Distraught parents rue loss of 8-month-old to virus

They suspect baby might have contracted COVID-19 while being taken from one hospital to another

June 19, 2020 12:15 am | Updated 12:15 am IST - NEW DELHI

The street in Paharganj, close to Vineeta and Jagdish’s residence.

The street in Paharganj, close to Vineeta and Jagdish’s residence.

In the tiny room of a house they share with four other families in congested Paharganj, Jagdish Kashyap (32), his wife Vineeta and their six-year-old daughter are in mourning. They had just lost their eight-month-old son, Prince, the latest entry to the swelling dossier of COVID-19 deaths in the city.

It’s been just 11 days since Prince died, the second time they are enduring the agony of losing a child. The first being their six-months-old daughter who died of pneumonia in 2016, but they are yet to grapple with the reality.

A devastated Vineeta said the past few weeks have been the most difficult time of her life. Especially June 6, when Prince would not stop crying, and when they touched his chest, he began to cry louder.

Her husband Jagdish, a housekeeping staff at the Lok Nayak Hospital, vividly recollected the day: “We took him to a hospital in Geeta Colony. The doctor conducted his X-ray and said that there was a swelling on his heart and they have to take him to a cardiologist.”

In the next few hours, they ended up running frantically from one hospital to another. They took him to GB Pant Hospital from where he was referred to Kalawati Saran Hospital, from there to the Lady Hardinge Medical College and then finally to Ram Manohar Lohia Hospital, where he was admitted at 2.36 a.m. on June 7.

“The hospitals kept referring [to other hospitals] after saying that they don’t have the required facilities. The whole day we roamed around hospitals and finally he was admitted in the wee hours,” Vineeta said.

Fever develops

A few hours later, around 6.30 a.m., Prince got fever. Then about 11p.m., the doctors told the parents that he died. His COVID-19 test was conducted at RML and he tested positive the next day while his lifeless body remained at the mortuary.

“We strongly suspect that our boy contracted the virus because of being exposed to so many hospitals’ environment. He was a toddler and prone to virus,” the mother said.

On June 9, Prince was cremated at Punjabi Bagh cremation ground in the presence of his father, grandfather and uncles. Vineeta, wiping her tears, said that she developed depression after she lost her daughter in 2016 and it took her medication and several years to recover.

“After I lost my daughter to pneumonia and battled depression, the doctor had told me to not try for a child but we still did thinking it’ll make me happy. I have lost him too. I am unable to forget his face and how he held me,” she cried.

Jagdish is yet to overcome his sense of loss. Remembering Prince and choking for words, he said, “Usually, the first word children say is Maa but he said Pa .”
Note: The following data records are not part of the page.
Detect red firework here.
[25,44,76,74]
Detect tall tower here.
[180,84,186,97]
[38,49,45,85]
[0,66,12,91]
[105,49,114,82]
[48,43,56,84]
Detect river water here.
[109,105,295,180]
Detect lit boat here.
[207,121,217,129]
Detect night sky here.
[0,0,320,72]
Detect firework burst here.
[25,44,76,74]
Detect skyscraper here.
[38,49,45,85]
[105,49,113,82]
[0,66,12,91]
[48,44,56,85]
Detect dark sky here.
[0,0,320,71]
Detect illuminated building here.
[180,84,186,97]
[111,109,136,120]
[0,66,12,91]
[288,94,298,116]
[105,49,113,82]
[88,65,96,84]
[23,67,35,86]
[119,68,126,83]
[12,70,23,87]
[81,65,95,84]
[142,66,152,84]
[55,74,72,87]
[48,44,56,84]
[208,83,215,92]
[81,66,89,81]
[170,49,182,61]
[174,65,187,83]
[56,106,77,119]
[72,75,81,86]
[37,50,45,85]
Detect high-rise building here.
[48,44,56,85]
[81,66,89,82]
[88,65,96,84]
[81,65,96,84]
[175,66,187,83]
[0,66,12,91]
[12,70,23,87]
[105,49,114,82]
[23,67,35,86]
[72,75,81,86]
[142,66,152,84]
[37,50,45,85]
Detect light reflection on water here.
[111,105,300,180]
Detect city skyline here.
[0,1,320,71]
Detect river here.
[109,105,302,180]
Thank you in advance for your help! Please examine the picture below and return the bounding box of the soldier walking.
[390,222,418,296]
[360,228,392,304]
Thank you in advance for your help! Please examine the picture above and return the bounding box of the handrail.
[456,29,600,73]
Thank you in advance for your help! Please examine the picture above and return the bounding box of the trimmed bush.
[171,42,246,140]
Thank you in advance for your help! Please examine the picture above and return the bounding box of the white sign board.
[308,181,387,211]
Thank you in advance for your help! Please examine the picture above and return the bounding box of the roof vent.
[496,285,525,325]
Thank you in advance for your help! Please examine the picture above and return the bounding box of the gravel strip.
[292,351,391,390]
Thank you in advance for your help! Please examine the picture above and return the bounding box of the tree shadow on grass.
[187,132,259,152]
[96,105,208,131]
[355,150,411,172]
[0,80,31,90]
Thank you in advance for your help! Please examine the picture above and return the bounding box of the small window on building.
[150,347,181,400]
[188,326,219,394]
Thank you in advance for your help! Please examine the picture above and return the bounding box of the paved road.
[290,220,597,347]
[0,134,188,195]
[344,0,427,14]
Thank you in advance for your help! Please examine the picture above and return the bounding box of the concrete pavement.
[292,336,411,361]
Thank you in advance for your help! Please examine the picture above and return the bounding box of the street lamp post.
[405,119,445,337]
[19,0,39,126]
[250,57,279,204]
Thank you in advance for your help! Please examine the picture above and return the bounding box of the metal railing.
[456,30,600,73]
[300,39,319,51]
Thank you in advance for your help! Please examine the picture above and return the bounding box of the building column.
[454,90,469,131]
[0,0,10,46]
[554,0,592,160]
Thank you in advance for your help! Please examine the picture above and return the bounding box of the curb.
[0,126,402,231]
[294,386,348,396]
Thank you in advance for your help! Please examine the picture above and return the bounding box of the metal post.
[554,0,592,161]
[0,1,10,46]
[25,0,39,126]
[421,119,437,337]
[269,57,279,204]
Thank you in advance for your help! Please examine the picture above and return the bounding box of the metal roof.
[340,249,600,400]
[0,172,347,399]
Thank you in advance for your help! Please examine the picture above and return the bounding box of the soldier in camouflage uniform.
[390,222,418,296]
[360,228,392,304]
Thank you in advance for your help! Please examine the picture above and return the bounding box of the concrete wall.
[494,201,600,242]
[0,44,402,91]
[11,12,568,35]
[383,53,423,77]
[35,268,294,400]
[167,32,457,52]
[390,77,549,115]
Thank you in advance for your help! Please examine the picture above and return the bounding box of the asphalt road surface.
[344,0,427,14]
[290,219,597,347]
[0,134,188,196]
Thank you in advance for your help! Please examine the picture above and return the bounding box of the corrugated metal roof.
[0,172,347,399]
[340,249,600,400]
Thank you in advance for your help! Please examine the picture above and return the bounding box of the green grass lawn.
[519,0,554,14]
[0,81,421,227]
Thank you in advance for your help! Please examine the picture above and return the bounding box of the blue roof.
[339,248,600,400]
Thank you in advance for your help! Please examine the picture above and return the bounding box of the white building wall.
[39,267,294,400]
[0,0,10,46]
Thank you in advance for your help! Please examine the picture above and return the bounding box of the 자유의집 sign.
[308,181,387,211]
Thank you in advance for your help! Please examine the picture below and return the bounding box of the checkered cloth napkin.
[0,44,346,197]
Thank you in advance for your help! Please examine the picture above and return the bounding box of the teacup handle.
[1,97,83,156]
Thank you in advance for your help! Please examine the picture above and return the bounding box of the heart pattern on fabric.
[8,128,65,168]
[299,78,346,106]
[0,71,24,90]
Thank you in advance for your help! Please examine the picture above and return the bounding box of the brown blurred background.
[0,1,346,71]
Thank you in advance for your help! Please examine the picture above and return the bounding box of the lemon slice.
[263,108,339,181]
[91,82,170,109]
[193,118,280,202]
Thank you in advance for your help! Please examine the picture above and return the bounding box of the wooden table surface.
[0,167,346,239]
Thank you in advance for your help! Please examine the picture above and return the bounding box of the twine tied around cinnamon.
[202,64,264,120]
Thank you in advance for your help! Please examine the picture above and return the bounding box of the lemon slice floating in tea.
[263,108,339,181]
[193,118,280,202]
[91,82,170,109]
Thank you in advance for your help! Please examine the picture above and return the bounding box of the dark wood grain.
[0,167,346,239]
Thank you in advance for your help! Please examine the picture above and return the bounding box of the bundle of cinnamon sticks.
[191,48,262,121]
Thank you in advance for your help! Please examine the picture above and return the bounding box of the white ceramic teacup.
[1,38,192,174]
Their only strain of consolation is daughter Pihu, but they are concerned of her as well. “She misses him. She used to play with him all day. We have even deleted Prince’s pictures from our phone so that she doesn’t see them,” said Vineeta.

Indifferent neighbours

It’s been 11 days since the incident, but the family feels they’ve been excommunicated by their neighbours. “Except one woman, nobody talks to us and treats us like we are going to harm them,” Jagdish observed.

Add to that their financial strife. “My husband earns ₹12,000 and father-in-law, ₹5,000. There is no air in the room we live in and the surroundings are dirty. We are prone to diseases anyway,” she said. But none of these, she would say, would amount to the loss of her child.